Overhead costs explode under PPACA.
AS IS BECOMING clear, there's nothing cheap about affordable health insurance for the masses. Defining the actual cost to insurers and others has been a tricky matter. Now, someone has put a number on the Patient Protection and Affordable Care Act's overhead.
Health Affairs Blog has produced a study based on numbers provided by the Centers for Medicare and Medicaid Services that estimates that private and government overhead directly attributable to the Patient Protection and Affordable Care Act will add an average of 20 percent per year to that cost.
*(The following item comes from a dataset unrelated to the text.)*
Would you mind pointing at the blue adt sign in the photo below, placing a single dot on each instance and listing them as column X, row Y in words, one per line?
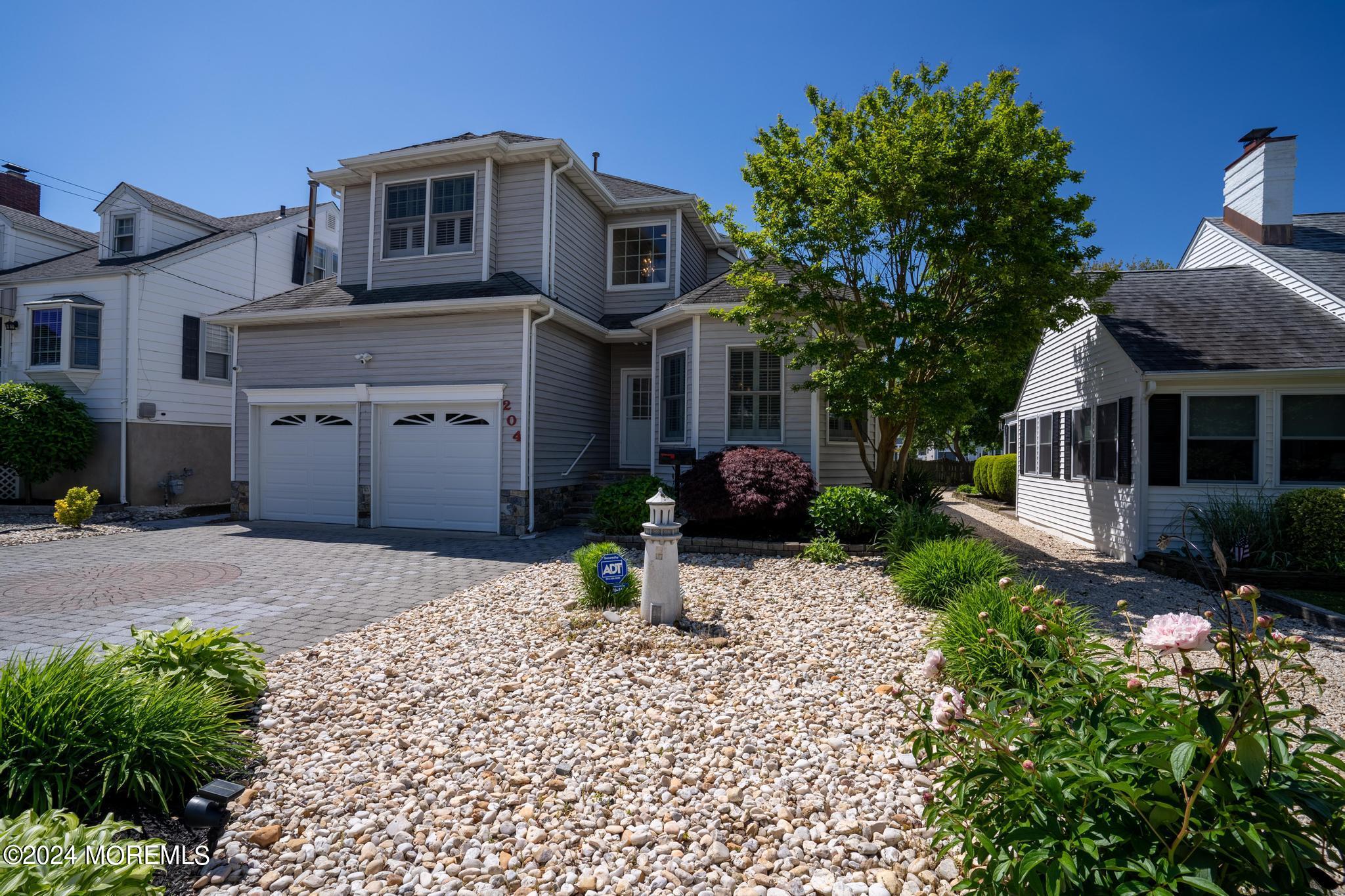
column 611, row 568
In total dollars, the blog's study estimates, overhead will have added $273 billion by 2022.
The biggest jump came last year, of course, when overhead for private and government services related to PPACA rose by 45 percent. This year, the study says PPACA additional overhead will hit nearly 33 percent. By 2017, the study's calculations say, annual PPACA overhead cost will begin to settle into a pattern of about 20 percent per year. In raw dollars, that's more than $30 billion a year.
The study also calculated the annual overhead cost per newly insured individual. While that number will vary somewhat, the estimated average is $1,375 a year.
"Most of this soaring private insurance overhead is attributable to rising enrollment in private plans, which carry high costs for administration and profit," write the authors, David Himmelstein and Steffie Woolhandler. "The rest reflects the costs of running the exchanges, which serve as brokers for the new private coverage and will be funded (after initial startup costs) by surcharges on exchange plans' premiums."